I think it's both our own fault and not our own fault. (I haven't read all 14 pages btw, sorry). Let's not get too fixated on the 1940s; we are surely fatter than ever before in history.
Capitalism fills the world with horrid sugary fatty food. It's cheap to make and guaranteed to sell. Go to a poor area of London and all the food outlets are fried chicken shops. Go into a newsagent and you'll be greeted with an entire wall of sugar (in a newsagent, for goodness's sake! It's supposed to sell stuff you read.) I recently went into a WH Smith needing some lunch and there was literally nothing to buy to eat there that wasn't arguably poisonous, apart from some brown bananas and manky apples.
People have less will-power than before. No-one is ever bored because they have their phone to read facebook / play candy crush / text friends etc etc. Shorter attention spans match to high availability of quick-cook food (because we're all so much busier than our forebears - thanks, capitalism) and that creates an expectation of going from hungry to full in a short period of time. Thus we eat more crap.
Almost nobody is a stay-at-home parent, preparing a proper meal from fresh ingredients for the family at the end of the day. Fly in from work, chuck the chicken nuggets and chips in the oven, phew done. Vegetables? Oh yes I think we've got some frozen sweet-corn. It's so easy to do. I've done it.
Fewer of us are manual labourers than at any point in the past.
People have forgotten the difference between being properly hungry and just craving sugar. I think in terms of 'mouth-boredom'.
Snacking is socially normal. Compare to France where people are generally not over-weight: they only eat at meal-times. (The difference between Paris and London is visible and terrifying in this respect.) 'Pourqoui tu manges maintenant?' 'Pourqoui tu manges ca?' 'Pourqoui tu manges ca maintenant?' They arrive at meal-times properly and rightly starving hungry (which is why they hold their meals in such reverence)! Compare to the UK; the high-street I just walked down had people munching on sausage rolls and crisps at 10:30 in the morning; coffee shops have big adverts for pumpkin-spiced lattes full of sugar syrup and full-fat dairy. The French generally drink their coffee black, of course.

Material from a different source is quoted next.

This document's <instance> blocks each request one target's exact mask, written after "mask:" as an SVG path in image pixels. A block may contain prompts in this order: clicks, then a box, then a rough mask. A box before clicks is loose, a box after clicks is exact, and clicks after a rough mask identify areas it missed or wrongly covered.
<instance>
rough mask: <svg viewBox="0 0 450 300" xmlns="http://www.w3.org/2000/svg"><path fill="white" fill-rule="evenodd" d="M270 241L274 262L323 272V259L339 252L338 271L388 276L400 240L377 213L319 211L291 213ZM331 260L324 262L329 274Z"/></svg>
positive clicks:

Being overweight is just normal in the UK now. Again in France, Mothers say 'tu devrais manger de la soupe pendant quelques jours' when they think their children have put on a few pounds. People's weight is closely monitored as part of looking after each other. Here we make our friends and loved ones an excuse to eat badly ('Oh you're no worse than me darling! The other day I stuffed my face with [blah]').

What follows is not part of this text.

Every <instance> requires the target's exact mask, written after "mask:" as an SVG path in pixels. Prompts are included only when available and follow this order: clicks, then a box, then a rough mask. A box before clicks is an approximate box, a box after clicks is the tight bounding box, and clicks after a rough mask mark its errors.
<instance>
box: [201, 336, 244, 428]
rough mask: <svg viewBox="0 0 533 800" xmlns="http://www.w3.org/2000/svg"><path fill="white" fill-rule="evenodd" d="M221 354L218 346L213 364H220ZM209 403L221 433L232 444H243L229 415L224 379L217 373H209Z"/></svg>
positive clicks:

I don't know what the solution is. I was interested by the Scottish Minimum Unit Price approach to alcohol. Maybe we need something similar for sugar? I don't think the gym-bunny culture (as observed in the offices of a few PPs) is the solution. It seems to be a fairly new thing among the relatively well-off (or at least it's got much more prominent than it used to be); I'm guessing it comes to us from Hollywood? It's only really penetrated the metropolitan elite though, not the population at large. My worry about using exercise-addiction as a means of maintaining a healthy weight is that it's not realistically sustainable for everybody into middle- and old-age (not to mention new-parent-age! I was smashing the mars-bars just to stay awake when DC1 had just been born and it took me four years to get rid of the weight!) They're all really good-looking though, for the time being!